Because a bitmap pixel can’t be further divided, it gets multiplied by four on Retina displays to preserve the same physical size of the image, losing detail along the way.

This is misleading, and your initial understanding is correct. A retina display has four times the pixel density of a standard display, so a single pixel on a standard display corresponds to four pixels (2x2) on a retina display, which is the same physical size. There is no loss in detail, and in fact the image they include right below that statement demonstrates this:

Device Pixels]

Now, what makes this confusing is that if you look at the same raster image on a standard display and a retina display side-by-side, they don't look identical: the image does indeed look blurrier on the retina display. But contrary to what the article says, this is not because the image "loses detail," but rather because Apple applies some sort of smoothing algorithm to the image when it's upscaled.
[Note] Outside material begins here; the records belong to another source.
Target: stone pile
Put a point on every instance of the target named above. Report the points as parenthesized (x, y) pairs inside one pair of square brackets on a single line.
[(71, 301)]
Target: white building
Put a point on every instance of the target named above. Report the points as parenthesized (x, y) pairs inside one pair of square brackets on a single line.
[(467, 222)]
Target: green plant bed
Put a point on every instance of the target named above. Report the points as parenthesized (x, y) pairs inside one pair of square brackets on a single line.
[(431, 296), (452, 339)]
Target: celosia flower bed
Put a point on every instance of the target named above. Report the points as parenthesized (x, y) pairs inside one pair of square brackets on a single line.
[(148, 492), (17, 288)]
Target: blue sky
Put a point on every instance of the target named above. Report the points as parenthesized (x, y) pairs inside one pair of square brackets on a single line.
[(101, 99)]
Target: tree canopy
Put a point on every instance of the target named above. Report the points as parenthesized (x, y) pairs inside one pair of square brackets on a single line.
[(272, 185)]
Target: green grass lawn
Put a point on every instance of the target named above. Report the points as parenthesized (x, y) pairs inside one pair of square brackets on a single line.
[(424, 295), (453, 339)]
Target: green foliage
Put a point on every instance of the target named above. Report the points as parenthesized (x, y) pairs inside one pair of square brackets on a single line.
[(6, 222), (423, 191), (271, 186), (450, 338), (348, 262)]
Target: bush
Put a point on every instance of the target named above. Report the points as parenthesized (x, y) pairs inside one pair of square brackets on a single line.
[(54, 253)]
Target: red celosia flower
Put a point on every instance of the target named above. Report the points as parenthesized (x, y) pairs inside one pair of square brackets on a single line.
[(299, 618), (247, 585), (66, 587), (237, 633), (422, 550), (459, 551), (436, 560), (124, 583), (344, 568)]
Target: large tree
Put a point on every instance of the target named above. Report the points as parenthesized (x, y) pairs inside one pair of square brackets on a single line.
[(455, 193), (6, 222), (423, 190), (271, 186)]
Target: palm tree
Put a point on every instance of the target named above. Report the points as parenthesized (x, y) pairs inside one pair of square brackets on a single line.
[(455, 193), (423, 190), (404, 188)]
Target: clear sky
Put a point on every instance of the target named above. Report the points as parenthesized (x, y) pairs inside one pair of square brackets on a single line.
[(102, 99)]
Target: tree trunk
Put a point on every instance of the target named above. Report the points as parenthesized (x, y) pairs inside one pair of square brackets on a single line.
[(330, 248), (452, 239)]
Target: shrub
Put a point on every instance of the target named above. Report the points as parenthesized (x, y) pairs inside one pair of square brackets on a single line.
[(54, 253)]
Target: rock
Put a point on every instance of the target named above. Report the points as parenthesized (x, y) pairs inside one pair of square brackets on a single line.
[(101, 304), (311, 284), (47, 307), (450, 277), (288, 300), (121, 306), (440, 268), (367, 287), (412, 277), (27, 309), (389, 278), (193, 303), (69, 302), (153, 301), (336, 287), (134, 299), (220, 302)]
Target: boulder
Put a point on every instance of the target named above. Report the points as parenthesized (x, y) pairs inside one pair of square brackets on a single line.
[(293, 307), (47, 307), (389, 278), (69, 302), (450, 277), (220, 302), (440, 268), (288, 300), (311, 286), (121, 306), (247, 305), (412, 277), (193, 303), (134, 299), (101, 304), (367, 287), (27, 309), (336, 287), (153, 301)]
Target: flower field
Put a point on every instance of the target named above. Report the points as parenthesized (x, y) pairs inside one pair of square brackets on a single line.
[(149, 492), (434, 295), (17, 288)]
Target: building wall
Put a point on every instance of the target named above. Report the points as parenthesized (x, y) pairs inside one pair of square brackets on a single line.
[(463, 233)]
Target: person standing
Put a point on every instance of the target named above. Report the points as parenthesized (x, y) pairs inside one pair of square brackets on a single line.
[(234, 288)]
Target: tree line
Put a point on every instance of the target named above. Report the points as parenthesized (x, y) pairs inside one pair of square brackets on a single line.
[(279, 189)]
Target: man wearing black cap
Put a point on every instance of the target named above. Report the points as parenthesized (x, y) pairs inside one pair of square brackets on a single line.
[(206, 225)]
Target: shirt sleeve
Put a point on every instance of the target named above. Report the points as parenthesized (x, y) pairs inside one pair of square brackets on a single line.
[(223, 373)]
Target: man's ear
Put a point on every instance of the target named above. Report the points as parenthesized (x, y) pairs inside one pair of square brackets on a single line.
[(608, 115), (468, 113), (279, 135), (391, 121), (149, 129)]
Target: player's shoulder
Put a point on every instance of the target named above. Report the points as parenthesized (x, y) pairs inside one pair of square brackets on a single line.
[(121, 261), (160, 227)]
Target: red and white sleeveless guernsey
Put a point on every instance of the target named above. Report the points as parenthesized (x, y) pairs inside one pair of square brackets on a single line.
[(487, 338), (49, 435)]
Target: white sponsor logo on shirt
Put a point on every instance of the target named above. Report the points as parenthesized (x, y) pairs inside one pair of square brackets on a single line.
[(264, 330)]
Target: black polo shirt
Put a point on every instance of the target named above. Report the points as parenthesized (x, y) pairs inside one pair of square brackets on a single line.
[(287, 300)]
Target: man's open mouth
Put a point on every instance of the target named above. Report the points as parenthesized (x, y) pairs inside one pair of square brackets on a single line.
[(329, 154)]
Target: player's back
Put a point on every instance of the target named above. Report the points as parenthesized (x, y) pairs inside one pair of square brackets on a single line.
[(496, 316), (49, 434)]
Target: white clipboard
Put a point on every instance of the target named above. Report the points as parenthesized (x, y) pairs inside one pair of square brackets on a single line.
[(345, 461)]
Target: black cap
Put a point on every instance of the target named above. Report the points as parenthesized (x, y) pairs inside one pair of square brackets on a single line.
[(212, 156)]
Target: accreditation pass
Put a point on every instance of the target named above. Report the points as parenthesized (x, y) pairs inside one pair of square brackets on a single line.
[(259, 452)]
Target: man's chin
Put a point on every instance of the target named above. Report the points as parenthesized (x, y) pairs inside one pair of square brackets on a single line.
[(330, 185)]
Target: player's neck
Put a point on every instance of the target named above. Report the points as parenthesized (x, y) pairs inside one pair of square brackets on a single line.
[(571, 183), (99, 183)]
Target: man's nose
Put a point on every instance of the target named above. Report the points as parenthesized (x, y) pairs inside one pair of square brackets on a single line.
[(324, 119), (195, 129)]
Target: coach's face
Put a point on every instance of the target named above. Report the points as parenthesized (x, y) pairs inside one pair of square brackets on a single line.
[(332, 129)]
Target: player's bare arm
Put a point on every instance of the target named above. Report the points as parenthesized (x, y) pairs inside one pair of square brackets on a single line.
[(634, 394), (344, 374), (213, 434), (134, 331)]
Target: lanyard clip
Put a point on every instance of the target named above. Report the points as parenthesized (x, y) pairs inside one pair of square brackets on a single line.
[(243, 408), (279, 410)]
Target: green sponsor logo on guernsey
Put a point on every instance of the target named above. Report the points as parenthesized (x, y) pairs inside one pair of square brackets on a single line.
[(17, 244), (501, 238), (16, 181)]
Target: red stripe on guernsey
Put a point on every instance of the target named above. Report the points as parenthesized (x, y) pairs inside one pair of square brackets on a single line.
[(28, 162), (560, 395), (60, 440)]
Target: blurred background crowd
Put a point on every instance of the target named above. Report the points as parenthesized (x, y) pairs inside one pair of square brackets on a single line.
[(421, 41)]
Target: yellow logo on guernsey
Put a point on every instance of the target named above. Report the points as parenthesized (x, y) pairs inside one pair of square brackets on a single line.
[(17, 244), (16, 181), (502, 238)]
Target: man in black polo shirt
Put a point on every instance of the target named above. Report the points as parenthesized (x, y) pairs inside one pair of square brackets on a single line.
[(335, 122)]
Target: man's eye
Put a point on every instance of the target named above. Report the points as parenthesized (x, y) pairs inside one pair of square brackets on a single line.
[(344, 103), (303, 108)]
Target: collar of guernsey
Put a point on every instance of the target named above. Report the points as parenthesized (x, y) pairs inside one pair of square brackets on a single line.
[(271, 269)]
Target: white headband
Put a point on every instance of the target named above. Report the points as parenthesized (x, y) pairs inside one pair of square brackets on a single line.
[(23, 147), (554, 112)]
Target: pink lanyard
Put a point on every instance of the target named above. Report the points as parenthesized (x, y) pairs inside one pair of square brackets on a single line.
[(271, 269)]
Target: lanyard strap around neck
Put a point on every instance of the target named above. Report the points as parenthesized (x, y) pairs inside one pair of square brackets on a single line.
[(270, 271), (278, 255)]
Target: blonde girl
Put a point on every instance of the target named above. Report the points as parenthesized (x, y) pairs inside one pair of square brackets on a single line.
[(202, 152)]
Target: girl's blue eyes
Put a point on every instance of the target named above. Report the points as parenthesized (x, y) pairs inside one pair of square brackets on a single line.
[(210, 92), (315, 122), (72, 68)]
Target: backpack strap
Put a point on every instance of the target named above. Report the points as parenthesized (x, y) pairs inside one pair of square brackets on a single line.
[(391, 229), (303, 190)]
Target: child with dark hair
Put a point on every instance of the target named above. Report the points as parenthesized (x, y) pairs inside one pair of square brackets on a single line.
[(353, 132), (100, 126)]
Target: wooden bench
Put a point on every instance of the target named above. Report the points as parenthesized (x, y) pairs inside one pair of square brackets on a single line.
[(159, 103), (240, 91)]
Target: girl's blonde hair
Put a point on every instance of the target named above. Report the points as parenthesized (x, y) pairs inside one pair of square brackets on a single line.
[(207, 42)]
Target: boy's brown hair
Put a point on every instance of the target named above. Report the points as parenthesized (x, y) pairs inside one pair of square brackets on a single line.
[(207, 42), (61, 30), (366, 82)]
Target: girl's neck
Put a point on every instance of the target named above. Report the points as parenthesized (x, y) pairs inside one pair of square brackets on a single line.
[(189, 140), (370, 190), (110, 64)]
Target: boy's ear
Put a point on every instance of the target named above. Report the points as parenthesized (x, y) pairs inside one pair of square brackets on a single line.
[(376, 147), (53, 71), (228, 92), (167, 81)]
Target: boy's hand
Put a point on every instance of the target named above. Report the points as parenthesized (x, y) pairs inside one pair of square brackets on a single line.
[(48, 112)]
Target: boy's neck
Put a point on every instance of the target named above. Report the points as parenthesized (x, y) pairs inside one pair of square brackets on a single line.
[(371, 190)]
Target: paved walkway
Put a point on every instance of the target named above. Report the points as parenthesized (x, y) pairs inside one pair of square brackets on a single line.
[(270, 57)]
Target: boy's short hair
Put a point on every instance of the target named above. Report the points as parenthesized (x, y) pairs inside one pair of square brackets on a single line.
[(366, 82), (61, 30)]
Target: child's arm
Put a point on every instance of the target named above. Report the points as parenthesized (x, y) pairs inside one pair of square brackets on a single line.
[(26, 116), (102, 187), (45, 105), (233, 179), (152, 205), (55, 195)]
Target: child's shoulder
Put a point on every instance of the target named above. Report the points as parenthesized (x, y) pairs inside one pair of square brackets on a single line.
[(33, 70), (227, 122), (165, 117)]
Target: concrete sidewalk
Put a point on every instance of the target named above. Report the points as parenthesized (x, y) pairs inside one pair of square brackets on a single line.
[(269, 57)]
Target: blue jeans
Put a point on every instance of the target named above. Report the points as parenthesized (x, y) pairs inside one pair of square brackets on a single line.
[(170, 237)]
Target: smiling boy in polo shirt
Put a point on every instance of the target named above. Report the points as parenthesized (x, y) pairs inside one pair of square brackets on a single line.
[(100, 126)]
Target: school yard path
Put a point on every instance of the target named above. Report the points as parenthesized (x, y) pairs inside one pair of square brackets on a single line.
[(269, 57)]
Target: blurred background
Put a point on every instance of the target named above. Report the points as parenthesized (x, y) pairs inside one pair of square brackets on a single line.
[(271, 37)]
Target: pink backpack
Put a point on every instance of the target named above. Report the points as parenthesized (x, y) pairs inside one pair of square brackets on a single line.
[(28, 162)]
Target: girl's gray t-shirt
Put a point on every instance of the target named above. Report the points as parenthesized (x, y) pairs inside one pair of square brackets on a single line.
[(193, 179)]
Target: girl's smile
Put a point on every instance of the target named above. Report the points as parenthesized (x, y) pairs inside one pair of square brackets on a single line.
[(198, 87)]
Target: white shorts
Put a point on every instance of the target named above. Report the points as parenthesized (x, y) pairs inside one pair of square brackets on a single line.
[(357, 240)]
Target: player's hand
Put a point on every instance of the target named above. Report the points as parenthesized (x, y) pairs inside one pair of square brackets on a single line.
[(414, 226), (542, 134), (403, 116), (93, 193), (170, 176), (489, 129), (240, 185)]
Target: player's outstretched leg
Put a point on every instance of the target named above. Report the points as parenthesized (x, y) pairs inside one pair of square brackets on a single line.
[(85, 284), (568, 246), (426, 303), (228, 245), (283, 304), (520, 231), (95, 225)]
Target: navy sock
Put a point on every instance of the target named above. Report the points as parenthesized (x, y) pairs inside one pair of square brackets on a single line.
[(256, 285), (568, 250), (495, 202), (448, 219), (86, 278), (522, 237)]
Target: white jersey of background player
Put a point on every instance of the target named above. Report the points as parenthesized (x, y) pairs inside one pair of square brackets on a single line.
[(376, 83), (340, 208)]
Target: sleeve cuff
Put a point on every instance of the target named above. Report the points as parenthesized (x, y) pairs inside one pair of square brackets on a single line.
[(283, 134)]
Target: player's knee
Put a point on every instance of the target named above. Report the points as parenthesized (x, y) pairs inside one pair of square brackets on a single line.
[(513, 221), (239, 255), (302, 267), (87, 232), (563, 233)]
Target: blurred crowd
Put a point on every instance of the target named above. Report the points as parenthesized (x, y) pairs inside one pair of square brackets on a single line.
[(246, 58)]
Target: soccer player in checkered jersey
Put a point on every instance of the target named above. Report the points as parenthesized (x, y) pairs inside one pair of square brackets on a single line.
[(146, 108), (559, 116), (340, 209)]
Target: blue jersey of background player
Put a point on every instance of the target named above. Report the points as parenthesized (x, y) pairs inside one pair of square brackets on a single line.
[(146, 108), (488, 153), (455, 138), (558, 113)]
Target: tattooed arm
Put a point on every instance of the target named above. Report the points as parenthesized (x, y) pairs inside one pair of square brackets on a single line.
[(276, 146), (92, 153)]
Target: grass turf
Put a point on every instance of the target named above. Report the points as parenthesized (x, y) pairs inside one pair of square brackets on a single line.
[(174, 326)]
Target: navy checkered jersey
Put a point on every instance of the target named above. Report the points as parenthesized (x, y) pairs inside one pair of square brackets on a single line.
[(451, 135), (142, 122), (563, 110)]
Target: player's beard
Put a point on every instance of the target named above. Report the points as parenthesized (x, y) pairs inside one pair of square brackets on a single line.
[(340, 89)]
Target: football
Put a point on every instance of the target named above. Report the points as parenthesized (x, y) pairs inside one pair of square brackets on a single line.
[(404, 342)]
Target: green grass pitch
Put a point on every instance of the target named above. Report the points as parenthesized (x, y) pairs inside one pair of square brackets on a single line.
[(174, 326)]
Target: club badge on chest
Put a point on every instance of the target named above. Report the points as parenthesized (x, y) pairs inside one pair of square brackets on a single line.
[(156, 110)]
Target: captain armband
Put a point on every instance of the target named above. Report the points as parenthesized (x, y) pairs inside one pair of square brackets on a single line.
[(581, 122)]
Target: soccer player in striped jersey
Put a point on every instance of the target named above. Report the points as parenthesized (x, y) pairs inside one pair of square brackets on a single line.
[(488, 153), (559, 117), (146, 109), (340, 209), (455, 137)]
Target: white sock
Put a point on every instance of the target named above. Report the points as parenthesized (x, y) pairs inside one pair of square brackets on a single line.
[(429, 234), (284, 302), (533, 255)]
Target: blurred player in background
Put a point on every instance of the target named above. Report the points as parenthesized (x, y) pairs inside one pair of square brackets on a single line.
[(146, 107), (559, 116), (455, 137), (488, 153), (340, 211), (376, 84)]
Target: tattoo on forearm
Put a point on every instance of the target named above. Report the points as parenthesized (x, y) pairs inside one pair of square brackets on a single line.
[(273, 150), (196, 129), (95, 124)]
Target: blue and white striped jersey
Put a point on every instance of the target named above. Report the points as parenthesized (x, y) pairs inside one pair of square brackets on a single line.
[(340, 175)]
So the question is, why does Apple do this?

I don't know of a technical reason why this is necessary; if anything, smoothing the image must add at least a minimal amount of overhead.

There is, however, a very good marketing reason to do this: it makes the difference between standard and retina graphics more noticeable and pronounced.

That kind of sounds like a gimmick, but it's actually important. Apple is very good at using a "carrot and stick" approach to make consumers and developers adopt new features, and this is a great example of that. The "carrot" is the higher quality of the retina display - who doesn't want a sharper picture? - while the "stick" is that if you as a developer don't update your app, it'll look terrible (especially alongside other apps that have already been updated).

So this approach creates incentive for developers to update their apps, which in turn makes the retina display a bigger selling point for consumers, which in turn generates further demand for developers to update their apps. It's a virtuous cycle, and as a result, I haven't encountered a single non-retina Mac app in years.